ManMitt spends it like Beckham
(Note: I call him “ManMitt” so he knows how his son, Tagg, feels. So…erm…Tagg! You’re it!)
ManMitt is an athlete, too — except his sport is campaign spending. Slow down, ManMitt!! Mitt Romney has blown through a whole wad of cash already, and we aren’t even into campaign primary season. $85,000 a day on ads? I hope he gets it out of his system before he gets anywhere near the public purse (which ISN’T Louis Vuitton or Coach, Mitt!). Although to be fair, he did alright with the Salt Lake City Olympics budget, as president of the organizing committee.
Sounds like ManMitt’s campaign manager needs to take a pair of scissors to the Platinum Visa.

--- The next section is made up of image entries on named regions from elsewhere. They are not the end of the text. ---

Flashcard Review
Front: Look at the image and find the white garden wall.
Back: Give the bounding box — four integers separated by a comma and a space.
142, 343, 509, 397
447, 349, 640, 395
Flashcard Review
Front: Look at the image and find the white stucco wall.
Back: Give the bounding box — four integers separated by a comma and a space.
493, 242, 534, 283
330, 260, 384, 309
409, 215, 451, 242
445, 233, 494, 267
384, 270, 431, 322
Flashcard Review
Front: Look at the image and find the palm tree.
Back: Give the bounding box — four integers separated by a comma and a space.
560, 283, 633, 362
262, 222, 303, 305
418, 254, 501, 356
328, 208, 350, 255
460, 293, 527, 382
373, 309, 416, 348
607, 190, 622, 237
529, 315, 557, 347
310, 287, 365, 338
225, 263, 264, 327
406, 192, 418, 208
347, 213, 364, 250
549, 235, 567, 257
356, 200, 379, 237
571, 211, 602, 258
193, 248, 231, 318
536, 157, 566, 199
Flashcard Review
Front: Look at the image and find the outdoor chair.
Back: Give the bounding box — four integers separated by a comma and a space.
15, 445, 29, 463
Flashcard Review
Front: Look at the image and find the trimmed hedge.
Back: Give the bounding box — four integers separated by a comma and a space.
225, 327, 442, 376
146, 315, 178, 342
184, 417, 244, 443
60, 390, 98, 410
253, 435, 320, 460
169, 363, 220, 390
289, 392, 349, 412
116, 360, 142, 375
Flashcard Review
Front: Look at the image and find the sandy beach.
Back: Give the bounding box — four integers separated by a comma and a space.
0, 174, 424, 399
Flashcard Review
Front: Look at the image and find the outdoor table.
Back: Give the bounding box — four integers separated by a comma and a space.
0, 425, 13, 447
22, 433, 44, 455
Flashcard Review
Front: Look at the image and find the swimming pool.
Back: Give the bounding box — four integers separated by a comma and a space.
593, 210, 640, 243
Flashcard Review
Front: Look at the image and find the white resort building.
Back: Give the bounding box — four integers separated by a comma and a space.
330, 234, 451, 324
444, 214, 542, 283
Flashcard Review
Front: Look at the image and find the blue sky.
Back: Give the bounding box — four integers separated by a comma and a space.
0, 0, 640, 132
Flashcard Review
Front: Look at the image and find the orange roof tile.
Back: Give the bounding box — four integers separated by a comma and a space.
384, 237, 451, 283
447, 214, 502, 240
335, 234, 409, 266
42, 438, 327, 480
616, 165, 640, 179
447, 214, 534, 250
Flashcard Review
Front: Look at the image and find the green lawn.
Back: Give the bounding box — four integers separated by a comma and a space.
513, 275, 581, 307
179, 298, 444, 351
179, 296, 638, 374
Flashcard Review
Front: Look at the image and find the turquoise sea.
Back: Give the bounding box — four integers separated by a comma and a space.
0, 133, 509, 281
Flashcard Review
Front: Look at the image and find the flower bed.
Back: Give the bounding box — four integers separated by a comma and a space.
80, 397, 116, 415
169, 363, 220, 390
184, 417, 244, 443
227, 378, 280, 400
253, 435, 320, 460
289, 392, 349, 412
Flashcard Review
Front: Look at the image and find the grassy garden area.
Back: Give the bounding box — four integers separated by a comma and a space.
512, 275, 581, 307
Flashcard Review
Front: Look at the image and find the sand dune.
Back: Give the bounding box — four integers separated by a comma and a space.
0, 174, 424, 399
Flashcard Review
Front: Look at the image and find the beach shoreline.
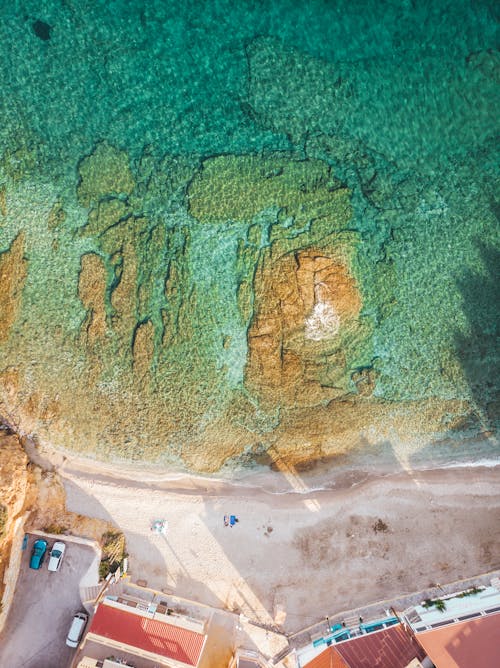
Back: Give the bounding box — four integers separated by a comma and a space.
49, 436, 500, 632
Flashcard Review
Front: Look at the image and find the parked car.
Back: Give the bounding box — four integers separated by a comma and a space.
30, 538, 47, 570
49, 540, 66, 571
66, 612, 89, 647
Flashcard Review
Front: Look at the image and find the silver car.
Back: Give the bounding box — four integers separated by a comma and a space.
49, 541, 66, 571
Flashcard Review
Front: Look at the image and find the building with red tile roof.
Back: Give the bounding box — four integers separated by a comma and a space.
304, 624, 425, 668
86, 599, 206, 668
417, 612, 500, 668
298, 647, 350, 668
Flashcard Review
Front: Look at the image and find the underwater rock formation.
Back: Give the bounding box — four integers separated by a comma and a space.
0, 3, 498, 471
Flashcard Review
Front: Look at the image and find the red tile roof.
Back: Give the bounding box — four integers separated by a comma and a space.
305, 647, 350, 668
417, 613, 500, 668
89, 603, 205, 666
307, 624, 425, 668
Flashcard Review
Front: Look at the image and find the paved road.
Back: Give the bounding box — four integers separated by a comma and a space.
0, 535, 95, 668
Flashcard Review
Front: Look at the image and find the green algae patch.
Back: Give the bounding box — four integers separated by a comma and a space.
77, 142, 135, 206
188, 155, 348, 226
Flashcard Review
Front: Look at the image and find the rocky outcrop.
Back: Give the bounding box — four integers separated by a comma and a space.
0, 140, 494, 471
0, 232, 28, 344
246, 249, 361, 406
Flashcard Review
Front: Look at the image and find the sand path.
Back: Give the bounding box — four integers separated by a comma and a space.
60, 461, 500, 631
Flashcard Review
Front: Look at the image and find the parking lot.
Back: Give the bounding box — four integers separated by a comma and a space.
0, 534, 97, 668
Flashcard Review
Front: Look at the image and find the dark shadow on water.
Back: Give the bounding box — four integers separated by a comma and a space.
455, 240, 500, 432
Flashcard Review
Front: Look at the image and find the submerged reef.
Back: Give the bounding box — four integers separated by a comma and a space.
0, 3, 499, 472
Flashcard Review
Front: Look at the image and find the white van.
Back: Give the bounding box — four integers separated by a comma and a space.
66, 612, 89, 647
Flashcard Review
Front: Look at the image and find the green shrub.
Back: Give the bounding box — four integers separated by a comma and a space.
0, 503, 9, 540
99, 531, 127, 580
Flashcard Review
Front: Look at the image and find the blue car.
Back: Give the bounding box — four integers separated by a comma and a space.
30, 539, 47, 570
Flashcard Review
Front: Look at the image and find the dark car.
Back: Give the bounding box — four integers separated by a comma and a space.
30, 539, 47, 570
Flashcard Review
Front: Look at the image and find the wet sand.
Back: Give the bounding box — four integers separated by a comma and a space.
58, 444, 500, 632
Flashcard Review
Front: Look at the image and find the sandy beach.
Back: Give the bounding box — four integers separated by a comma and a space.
59, 448, 500, 632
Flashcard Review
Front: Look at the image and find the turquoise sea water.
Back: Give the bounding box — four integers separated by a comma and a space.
0, 0, 500, 460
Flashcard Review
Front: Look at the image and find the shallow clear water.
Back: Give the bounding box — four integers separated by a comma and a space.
0, 0, 500, 464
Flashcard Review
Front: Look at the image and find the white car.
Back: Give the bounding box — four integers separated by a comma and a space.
49, 541, 66, 571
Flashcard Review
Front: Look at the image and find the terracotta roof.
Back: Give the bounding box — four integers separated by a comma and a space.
416, 613, 500, 668
89, 603, 205, 666
304, 647, 350, 668
307, 624, 425, 668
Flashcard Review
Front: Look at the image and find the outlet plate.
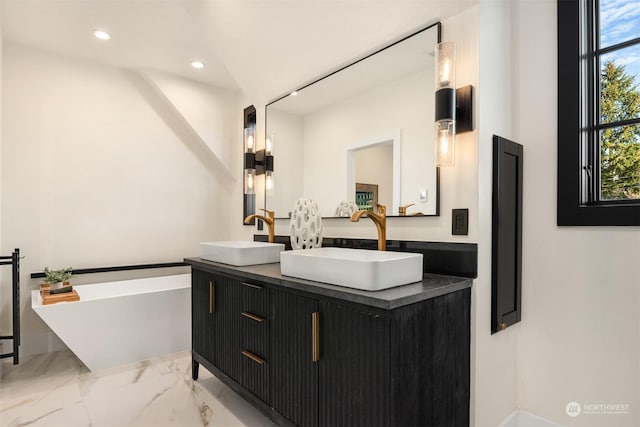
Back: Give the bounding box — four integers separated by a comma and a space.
451, 209, 469, 236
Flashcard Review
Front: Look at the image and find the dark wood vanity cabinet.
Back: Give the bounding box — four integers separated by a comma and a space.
191, 270, 242, 380
192, 266, 470, 427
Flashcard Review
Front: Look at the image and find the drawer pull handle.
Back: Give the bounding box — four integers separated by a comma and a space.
242, 350, 264, 365
241, 282, 262, 289
311, 311, 320, 362
209, 280, 216, 314
240, 311, 264, 322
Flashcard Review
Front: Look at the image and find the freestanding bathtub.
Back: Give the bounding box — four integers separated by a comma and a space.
31, 274, 191, 371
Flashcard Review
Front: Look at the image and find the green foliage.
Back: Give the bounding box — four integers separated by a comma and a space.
600, 61, 640, 200
44, 267, 73, 285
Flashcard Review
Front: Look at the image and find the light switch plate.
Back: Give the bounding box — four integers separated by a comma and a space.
451, 209, 469, 236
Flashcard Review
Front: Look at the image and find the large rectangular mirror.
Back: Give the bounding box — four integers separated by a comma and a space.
265, 23, 440, 218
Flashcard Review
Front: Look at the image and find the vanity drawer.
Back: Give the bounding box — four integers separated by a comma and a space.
240, 348, 269, 402
240, 311, 269, 357
241, 282, 270, 319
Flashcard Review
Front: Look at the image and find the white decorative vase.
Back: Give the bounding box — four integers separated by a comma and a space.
289, 199, 322, 249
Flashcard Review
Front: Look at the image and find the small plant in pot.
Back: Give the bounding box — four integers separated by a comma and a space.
44, 267, 73, 289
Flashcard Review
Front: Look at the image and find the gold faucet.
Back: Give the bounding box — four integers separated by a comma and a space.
398, 203, 415, 216
244, 209, 276, 243
351, 203, 387, 251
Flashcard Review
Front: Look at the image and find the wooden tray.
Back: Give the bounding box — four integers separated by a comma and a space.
40, 285, 80, 305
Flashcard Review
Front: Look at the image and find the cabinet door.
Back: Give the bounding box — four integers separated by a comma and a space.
319, 302, 391, 427
212, 275, 242, 381
271, 289, 319, 427
191, 269, 213, 363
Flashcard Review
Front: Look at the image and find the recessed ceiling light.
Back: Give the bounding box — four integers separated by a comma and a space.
93, 30, 111, 40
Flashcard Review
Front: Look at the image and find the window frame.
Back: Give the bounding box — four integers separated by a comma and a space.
556, 0, 640, 226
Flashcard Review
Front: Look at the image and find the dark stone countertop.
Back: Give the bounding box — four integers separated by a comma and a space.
184, 258, 473, 310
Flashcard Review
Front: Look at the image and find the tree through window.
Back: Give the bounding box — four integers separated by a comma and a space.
594, 0, 640, 201
556, 0, 640, 226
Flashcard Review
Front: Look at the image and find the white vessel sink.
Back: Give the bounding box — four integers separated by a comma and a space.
200, 240, 284, 266
280, 248, 422, 291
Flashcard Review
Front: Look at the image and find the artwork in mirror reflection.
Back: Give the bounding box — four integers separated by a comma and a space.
266, 26, 438, 218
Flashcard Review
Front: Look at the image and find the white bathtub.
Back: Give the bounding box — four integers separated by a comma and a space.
31, 274, 191, 371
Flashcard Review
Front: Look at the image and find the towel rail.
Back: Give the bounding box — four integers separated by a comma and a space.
31, 262, 189, 279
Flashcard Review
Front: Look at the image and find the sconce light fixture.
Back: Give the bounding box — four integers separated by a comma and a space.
435, 42, 473, 166
244, 126, 256, 194
244, 126, 273, 194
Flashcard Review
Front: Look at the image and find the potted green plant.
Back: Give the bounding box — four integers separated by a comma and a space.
44, 267, 73, 289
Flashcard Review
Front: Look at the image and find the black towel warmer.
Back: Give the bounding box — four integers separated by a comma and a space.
0, 248, 20, 365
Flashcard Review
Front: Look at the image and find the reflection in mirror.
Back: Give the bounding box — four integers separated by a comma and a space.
266, 23, 440, 218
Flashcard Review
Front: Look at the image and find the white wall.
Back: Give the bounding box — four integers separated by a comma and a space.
267, 109, 304, 217
0, 3, 4, 354
354, 144, 395, 210
1, 43, 242, 353
512, 0, 640, 427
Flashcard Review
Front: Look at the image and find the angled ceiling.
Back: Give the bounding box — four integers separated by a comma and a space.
1, 0, 477, 104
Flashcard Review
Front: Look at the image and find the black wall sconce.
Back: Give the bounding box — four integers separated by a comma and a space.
244, 137, 273, 194
243, 105, 274, 225
242, 105, 256, 225
435, 42, 473, 166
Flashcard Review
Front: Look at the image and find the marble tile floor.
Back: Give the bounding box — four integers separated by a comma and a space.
0, 351, 275, 427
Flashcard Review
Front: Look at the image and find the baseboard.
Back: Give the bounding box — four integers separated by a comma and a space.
498, 410, 565, 427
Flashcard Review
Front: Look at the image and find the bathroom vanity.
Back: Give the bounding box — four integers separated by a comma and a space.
185, 258, 472, 426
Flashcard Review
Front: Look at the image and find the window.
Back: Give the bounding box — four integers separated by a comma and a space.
557, 0, 640, 225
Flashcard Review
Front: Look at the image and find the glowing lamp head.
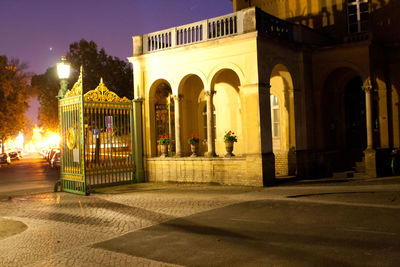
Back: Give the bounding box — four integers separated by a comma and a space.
57, 56, 71, 79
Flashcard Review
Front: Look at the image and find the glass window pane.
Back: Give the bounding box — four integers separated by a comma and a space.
361, 13, 369, 21
349, 15, 358, 24
349, 24, 358, 33
349, 5, 357, 14
360, 3, 368, 12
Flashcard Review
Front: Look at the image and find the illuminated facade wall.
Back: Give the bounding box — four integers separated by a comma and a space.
129, 0, 400, 186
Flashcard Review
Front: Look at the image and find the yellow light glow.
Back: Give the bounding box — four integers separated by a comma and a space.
25, 126, 60, 152
57, 57, 71, 79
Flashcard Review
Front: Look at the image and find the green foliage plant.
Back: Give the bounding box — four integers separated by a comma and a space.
186, 134, 200, 145
224, 131, 237, 142
157, 134, 171, 145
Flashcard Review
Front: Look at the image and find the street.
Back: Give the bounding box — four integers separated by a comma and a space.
0, 177, 400, 266
0, 153, 60, 199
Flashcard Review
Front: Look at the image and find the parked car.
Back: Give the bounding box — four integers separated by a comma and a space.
0, 153, 11, 164
50, 151, 61, 169
8, 151, 21, 160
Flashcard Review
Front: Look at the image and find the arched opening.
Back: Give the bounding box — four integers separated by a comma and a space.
150, 80, 175, 156
270, 95, 281, 151
270, 64, 297, 176
179, 74, 207, 156
211, 69, 244, 155
321, 68, 368, 172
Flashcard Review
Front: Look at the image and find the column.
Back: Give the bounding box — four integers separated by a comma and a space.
204, 91, 217, 157
173, 95, 183, 157
363, 79, 374, 149
363, 79, 377, 177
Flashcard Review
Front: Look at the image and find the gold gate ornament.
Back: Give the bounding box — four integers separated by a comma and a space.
67, 128, 76, 149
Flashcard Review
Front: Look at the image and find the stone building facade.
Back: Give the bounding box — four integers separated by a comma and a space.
129, 0, 400, 186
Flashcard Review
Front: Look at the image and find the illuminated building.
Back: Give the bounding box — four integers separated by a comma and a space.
129, 0, 400, 186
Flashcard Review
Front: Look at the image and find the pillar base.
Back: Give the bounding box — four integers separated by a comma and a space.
204, 152, 217, 158
364, 148, 377, 177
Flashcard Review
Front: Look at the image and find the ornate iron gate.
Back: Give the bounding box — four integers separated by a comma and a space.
59, 73, 142, 195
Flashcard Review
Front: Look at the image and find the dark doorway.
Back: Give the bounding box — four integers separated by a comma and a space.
344, 76, 367, 168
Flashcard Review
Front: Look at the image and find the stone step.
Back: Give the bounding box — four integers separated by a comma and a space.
354, 172, 369, 179
354, 161, 365, 173
332, 171, 355, 178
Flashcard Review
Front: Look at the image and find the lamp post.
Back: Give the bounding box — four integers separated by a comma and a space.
57, 56, 71, 99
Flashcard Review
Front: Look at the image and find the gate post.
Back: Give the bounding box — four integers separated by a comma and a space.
131, 98, 145, 182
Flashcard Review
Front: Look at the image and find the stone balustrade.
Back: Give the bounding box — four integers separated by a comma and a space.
142, 11, 243, 54
133, 7, 329, 55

Why doesn’t he just take all his dough and set fire to it? That’s about the effect that all this spending is going to have on his campaign at this point.
Okay, so he wins the Iowa and New Hampshire primaries. So what? No offense to the people in those states, but spending that kind of money on those primary campaign ads is like dumping a million dollars on an ad in the buy and sell….in Bird’s Landing (that’s the smallest town in the USA, BTW).
Why not save it for ads in California and Florida where you can amass huge numbers of delegates?
Mind you, ManMitt is a bazillionaire, so what does it really matter? Normally we have to turn to independent candidates to find gazillionaires who get off on blowing their money running for president. Mike Bloomberg will be happy to know that job’s filled this time around. So he can stay here at NYC city hall and keep taking the Lexington Ave subway line to work. (Seriously, he does. Not sure why. I sure as hell wouldn’t, if I was a zillionaire. That’s the worst subway line in Manhattan. Maybe it’s a guilt thing.)
How come you don’t whine when your profs make you do it?
And the Hillary campaign is under fire for planting a question in the audience with this girl. I don’t see what the big deal is, frankly. That’s what university students are trained to do — regurgitate leftist talking points on cue.